Stanford University recently announced a crowdsourcing competition that aims to solve problems in biomechanics. Participants in the “AI for Prosthetics” challenge will build models that can predict how patients will walk after getting a prosthesis.
“Last year was more of a proof of concept,” said Łukasz Kidziński, a postdoctoral fellow in bioengineering at Stanford University who started and currently leads the challenge. “This year we want to get closer to medical applications.”
Last year Kidziński ran the first edition of the challenge called “Learning to Run.” His goal was to engage the reinforcement learning community in problems relevant to healthcare. The great success of this endeavor motivated him and his colleagues to push the boundaries even further this year and tackle a real medical problem.
Equipped with reinforcement learning and open-source tools, competitors will build artificial intelligence controlling muscles that can walk stably and efficiently. Competitors will receive OpenSim — a physics-based simulation engine that can synthesize physiologically and physically accurate motion. Recent results from OpenAI show that reinforcement learning algorithms trained in an accurately simulated environment can be relevant to real-world tasks.
“Prediction of the treatment outcome is the ultimate question in medicine,” says Kidziński. “Imagine we test 10 different treatments before choosing the right one for the patient. Not only can we save money, pain, and time, but also we can experiment and test new risky treatments.”

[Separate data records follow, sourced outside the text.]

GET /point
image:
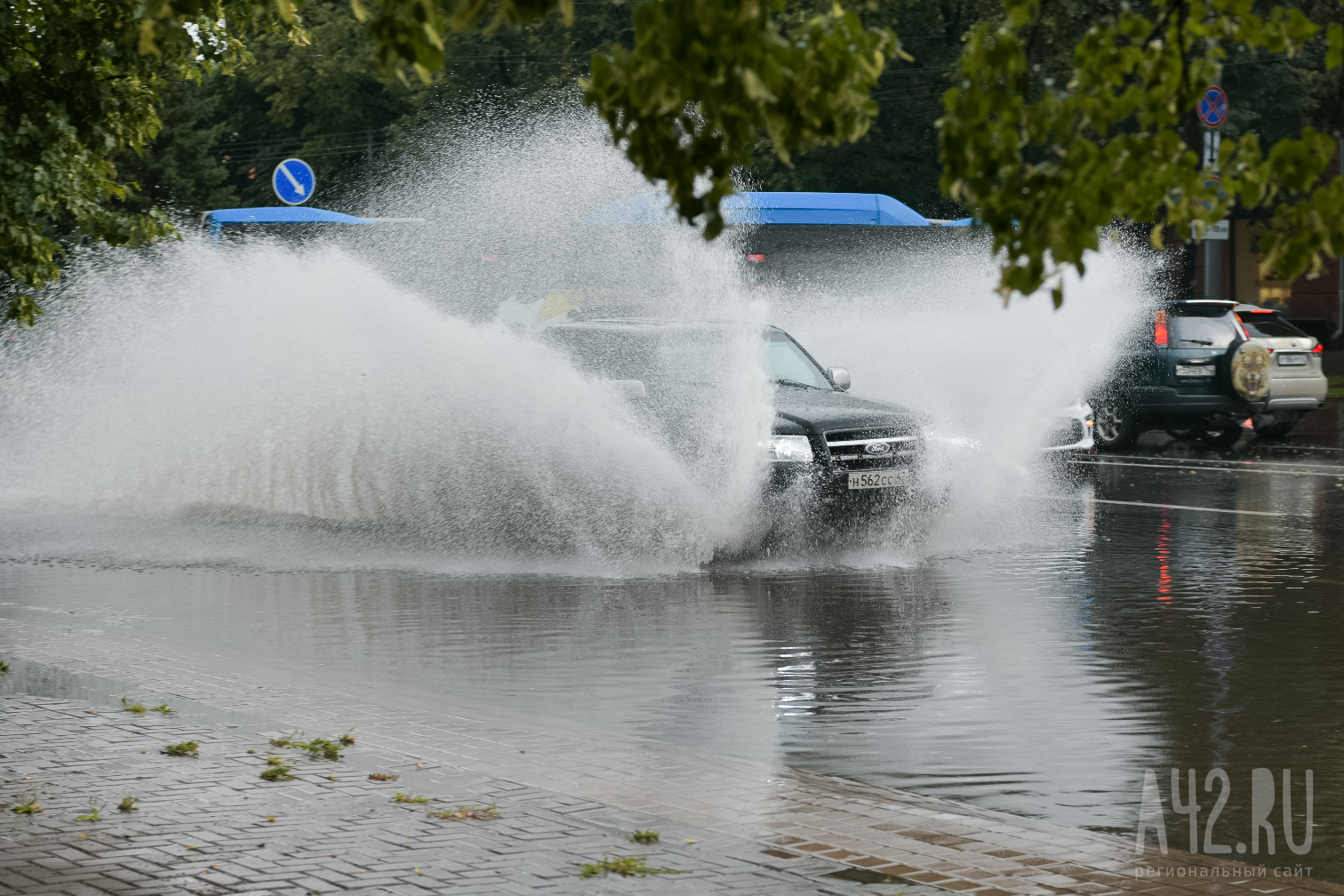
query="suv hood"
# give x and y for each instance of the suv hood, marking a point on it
(823, 410)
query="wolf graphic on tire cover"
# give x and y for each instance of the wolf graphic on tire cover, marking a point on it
(1252, 371)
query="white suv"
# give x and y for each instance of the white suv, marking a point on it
(1297, 383)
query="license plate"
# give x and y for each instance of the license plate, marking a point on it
(879, 480)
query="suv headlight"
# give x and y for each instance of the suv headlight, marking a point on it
(790, 448)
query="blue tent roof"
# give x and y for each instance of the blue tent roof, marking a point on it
(772, 208)
(280, 215)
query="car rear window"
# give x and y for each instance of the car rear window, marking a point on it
(1269, 324)
(1202, 326)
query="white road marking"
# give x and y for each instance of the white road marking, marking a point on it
(1222, 464)
(1187, 507)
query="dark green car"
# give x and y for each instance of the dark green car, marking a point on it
(1191, 371)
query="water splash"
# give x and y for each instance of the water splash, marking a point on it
(362, 404)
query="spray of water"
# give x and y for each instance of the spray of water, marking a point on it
(374, 391)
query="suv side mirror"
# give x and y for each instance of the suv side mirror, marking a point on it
(839, 376)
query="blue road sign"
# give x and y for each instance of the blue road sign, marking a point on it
(293, 181)
(1212, 108)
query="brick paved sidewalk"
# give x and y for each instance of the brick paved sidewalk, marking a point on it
(212, 825)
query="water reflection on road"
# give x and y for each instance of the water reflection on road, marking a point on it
(1132, 633)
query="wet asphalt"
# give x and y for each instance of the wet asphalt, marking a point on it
(1176, 609)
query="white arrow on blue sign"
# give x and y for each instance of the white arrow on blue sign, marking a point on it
(293, 181)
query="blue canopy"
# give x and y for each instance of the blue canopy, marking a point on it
(215, 220)
(772, 208)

The top submission of a virtual skeleton in the NIPS 2017: Learning to Walk challenge. Solution submitted by NNAISENSE.
169 participants have already submitted 1,176 submissions to the competition. The winner of the competition will receive two NVIDIA TITAN V GPUs, while the second and third place finishers will each receive one GPU. Google Cloud Platform has also donated $200,000 worth of Google Cloud credits to support participants.
Competitors can submit their solutions to the challenge by September 15th and receive $250 worth of Google Cloud credits (400 teams with positive scores on that day will earn the credits).
The NIPS 2018 “AI for Prosthetics” challenge is open to anyone and ends September 30, 2018.